Electron backscatter diffraction characterization of blind hole fillings by electrolytic Cu deposition

• Blind hole (BH) filling by electrolytic Cu deposition
• Surface Cu deposition obeys Faraday's first law.
• The Cu deposition rate is strongly time dependent in the BH filling.
• [111] and [101] are preferred crystal directions in electrolytic Cu deposition.
• Numerous high angle grain boundaries with strong coincidence site lattices (CSLs).

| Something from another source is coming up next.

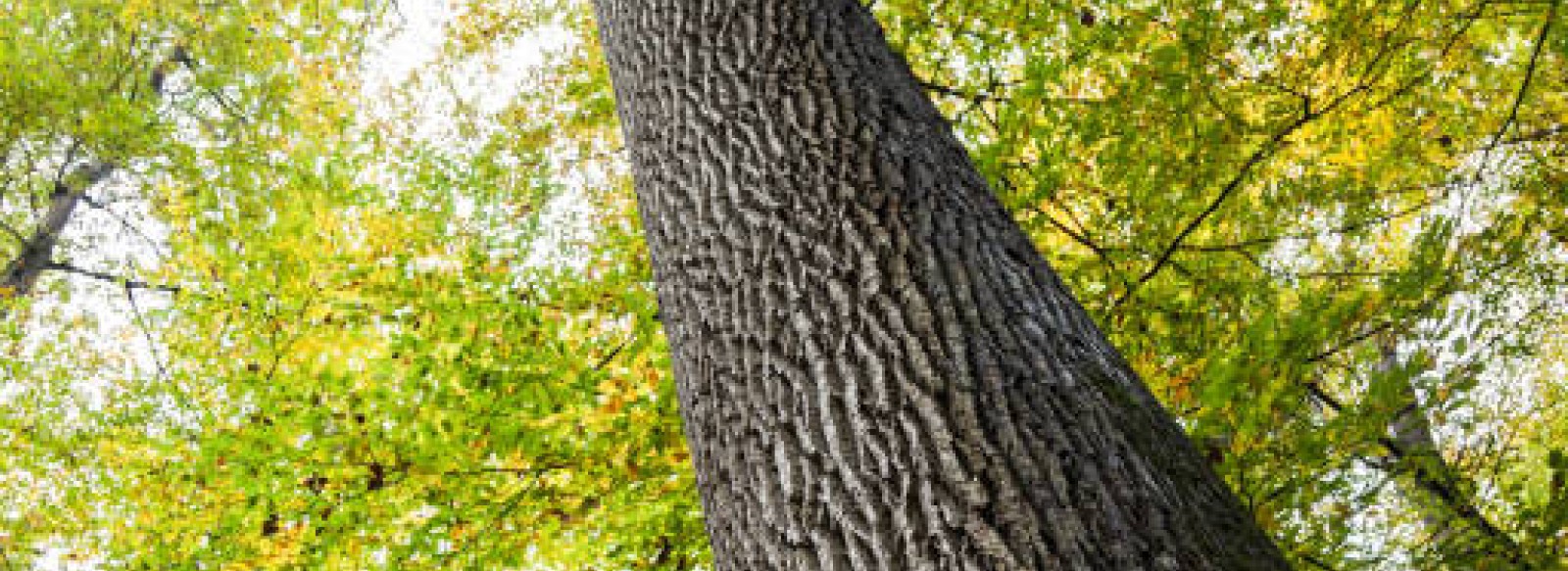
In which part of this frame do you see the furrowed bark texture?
[598,0,1286,571]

Blind hole (BH) filling by electrolytic Cu deposition is widely used in high density interconnection technology for printed circuit boards. In this study, we investigated Cu deposition behavior in a BH structure using optical microscopy and field-emission scanning electron microscopy in combination with electron backscatter diffraction (EBSD). According to the deposition morphology/rate, the BH filling process was divided into three distinct regimes: (1) the initial deposition regime (t = 20–25 min), (2) the bottom up deposition regime (t = 25–35 min), and (3) the final deposition regime (t = 35–80 min). EBSD analyses showed that the Cu grains were predominantly in the [111]||TD (TD: transverse direction) orientation in the first regime. The [111] Cu grains were predominantly oriented with a takeoff angle of ~ 20° in the bottom up deposition regime. In the final deposition regime, the [111]||RD (RD: rolling direction) and [101]||RD orientations became dominant in the BH fillings. In addition, we characterized the grain boundaries in the Cu deposits with respect to t. The microstructural/crystallographic information presented in this study will improve the understanding of how the electrolytic Cu filling process occurs in a BH structure.